In 1912, Woodrow Wilson became President. His chief advisor and administrator was Col. Edward Mandell House, who was a proponent of world government, a representative of the European banking dynasties, and had close ties with the Morgan interests.
In 1912, House wrote a book, wherein he laid out a plan to bring America into a world government. (“Philip Dru: Administrator”, by Col. Edward Mandell House, 1912; available at General Birch Services, P.O. Box 8040 Appleton, Wis. 549138040). On page 222, he wrote:
"…our Constitution and our laws…are not only obsolete, but
even grotesque.
His plan, and, to use his own words, “a conspiracy,” would seek to achieve:
The establishment of a central bank;
A progressive graduated income tax; and
Control of both political parties in the U.S.
What was House’s goal? “Socialism as dreamed of by Karl Marx”. House, who called himself the “unseen guardian angel” of the Federal Reserve Act, in concert with the Wall Street and European bankers, convinced President Wilson of the central bank concept.
The Federal Reserve Act was passed on Dec. 23, 1913 (by a vote of 298 to 60 in the House of Representatives, and 43 to 25 in the Senate).

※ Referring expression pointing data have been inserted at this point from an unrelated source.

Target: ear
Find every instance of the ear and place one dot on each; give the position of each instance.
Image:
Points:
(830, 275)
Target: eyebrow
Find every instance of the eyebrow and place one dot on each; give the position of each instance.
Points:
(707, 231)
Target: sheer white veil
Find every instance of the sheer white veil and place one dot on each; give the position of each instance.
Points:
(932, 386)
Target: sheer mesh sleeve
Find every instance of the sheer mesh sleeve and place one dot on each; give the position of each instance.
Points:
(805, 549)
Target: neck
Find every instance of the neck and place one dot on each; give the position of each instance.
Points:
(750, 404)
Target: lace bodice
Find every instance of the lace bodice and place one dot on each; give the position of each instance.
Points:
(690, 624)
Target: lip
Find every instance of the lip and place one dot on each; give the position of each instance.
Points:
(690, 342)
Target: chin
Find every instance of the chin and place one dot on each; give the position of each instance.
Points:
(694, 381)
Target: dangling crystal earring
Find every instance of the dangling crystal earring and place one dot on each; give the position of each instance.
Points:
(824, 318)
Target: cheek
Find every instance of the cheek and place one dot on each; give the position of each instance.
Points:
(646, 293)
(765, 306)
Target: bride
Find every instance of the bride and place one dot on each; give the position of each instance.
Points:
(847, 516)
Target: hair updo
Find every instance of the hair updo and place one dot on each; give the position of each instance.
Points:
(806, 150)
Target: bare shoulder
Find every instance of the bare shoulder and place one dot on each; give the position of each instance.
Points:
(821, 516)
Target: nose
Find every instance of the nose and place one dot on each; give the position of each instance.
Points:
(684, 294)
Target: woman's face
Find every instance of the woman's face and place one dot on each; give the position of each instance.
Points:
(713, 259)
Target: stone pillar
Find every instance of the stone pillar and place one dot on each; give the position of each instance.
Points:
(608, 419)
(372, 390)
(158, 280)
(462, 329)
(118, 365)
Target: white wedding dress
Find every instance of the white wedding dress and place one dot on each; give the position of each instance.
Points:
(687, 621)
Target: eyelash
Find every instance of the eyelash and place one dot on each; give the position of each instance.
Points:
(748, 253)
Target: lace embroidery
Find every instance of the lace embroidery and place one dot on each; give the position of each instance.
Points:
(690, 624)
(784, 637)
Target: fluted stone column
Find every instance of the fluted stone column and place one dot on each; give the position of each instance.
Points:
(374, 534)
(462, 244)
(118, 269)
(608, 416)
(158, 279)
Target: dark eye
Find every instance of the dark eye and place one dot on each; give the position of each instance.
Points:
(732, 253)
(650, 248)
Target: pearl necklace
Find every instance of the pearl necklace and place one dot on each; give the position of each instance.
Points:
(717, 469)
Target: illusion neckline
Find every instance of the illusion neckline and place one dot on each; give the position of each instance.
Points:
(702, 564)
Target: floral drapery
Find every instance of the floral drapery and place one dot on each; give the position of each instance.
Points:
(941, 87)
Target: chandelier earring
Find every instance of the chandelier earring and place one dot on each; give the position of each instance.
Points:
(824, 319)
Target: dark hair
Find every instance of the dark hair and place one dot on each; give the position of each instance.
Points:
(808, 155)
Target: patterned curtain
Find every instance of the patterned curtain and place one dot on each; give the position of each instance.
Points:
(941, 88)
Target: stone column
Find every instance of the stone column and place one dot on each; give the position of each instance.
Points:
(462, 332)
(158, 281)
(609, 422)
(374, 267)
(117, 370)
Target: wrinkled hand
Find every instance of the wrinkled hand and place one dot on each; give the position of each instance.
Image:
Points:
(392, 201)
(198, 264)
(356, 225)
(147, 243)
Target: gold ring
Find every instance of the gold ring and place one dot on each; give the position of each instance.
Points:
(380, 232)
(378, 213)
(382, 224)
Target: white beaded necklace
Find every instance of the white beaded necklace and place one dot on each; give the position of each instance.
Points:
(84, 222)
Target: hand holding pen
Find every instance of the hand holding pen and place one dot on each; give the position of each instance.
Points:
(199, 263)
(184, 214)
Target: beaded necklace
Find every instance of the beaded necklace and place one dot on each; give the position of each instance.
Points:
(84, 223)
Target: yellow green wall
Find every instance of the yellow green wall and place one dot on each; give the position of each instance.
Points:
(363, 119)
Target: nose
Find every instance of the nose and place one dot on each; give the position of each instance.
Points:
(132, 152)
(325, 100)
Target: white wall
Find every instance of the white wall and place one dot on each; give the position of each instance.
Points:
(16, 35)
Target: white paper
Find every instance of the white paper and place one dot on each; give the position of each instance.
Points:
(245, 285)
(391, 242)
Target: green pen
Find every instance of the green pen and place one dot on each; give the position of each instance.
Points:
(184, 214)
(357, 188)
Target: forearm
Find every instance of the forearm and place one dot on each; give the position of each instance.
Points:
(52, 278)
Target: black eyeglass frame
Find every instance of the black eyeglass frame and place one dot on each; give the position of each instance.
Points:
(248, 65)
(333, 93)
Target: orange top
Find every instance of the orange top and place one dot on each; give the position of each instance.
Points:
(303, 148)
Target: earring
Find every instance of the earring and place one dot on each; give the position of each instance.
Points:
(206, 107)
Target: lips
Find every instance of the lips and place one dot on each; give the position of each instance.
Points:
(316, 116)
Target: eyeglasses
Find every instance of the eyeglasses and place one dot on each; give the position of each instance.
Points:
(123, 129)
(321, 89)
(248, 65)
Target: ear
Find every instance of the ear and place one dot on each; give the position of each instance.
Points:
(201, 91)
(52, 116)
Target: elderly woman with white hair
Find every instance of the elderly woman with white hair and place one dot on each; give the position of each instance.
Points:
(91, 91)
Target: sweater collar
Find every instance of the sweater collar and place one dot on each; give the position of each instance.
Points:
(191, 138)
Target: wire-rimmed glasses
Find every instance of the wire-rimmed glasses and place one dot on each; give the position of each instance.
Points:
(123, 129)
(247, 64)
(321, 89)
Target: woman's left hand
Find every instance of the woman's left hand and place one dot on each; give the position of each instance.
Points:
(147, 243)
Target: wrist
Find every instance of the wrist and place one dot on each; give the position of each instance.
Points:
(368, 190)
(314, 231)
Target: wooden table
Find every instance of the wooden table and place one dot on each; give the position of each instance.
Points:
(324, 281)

After the vote, Congressman Charles A. Lindberg, Sr. (father of the famous aviator) told Congress:
“This act establishes the most gigantic trust on earth…When the
President signs this act, the invisible government by the money
power, proven to exist by the Money Trust Investigation, will be
legalized…The new law will create inflation whenever the trusts
want inflation…”
The Fed was then able to manipulate the money supply. In the six years prior to the 1929 Stock Market Crash, the Fed increased (or inflated) the money supply 62%, inducing unwise investments and market speculation by the public. When everything was in place, the bankers, who had been financing market speculation, called in their “24 hr. broker call loans”, precipitating the Crash.

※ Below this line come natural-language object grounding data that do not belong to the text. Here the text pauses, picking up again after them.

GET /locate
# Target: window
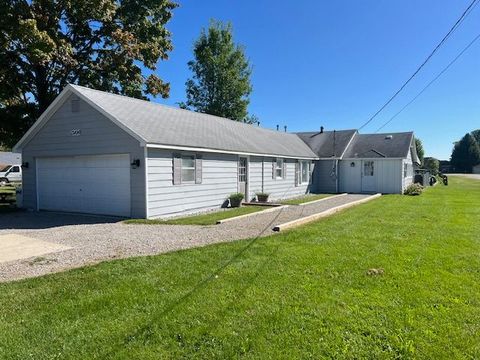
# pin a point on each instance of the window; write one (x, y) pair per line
(304, 172)
(279, 169)
(188, 168)
(242, 170)
(368, 168)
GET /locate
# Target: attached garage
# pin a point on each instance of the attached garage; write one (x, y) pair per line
(96, 184)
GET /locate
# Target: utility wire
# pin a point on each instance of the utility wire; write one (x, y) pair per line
(450, 32)
(430, 83)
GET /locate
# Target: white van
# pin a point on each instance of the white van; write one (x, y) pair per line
(10, 174)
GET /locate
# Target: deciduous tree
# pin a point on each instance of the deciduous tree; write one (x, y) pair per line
(220, 84)
(466, 154)
(103, 44)
(420, 150)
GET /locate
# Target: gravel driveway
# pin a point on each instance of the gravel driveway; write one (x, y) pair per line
(94, 239)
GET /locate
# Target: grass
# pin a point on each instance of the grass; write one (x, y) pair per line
(210, 218)
(305, 293)
(305, 198)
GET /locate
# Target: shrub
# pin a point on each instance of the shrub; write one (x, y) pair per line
(236, 199)
(413, 189)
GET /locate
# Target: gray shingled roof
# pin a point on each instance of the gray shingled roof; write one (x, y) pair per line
(328, 144)
(380, 145)
(9, 158)
(164, 125)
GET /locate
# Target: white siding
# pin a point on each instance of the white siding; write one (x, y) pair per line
(388, 176)
(324, 182)
(218, 181)
(255, 176)
(99, 136)
(282, 188)
(350, 178)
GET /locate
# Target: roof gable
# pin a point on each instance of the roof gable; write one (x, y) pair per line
(328, 144)
(152, 123)
(395, 145)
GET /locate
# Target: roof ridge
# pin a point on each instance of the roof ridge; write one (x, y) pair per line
(180, 109)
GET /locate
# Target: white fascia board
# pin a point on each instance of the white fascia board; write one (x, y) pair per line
(59, 100)
(109, 116)
(350, 159)
(197, 149)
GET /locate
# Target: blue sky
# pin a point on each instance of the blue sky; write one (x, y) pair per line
(335, 63)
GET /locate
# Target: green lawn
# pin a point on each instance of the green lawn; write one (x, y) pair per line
(210, 218)
(305, 198)
(303, 294)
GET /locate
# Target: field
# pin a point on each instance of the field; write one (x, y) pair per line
(394, 278)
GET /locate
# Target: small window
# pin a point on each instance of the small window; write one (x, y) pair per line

They were then in a position to loan the government billions of dollars to finance the nation out of the Depression. Congressman Louis McFadden, Chairman of the House Banking Committee, (1920-1931) said this:
“It (the Depression) was not accidental. The international
bankers sought to bring about a condition of despair here so that
they might emerge as rulers of us all”.
How powerful is the Fed? Congressman Wright Patman, Chairman of House Banking Committee (in the 60’s) said:
“In the U.S. today, we have in effect, two governments…we have
the duly constituted government…then we have an independent,
uncontrolled, and uncoordinated government in the Federal Reserve
System, operating the money powers which are reserved to the
Congress by the Constitution.”
The Fed has never been audited, and has resisted all attempts to do so.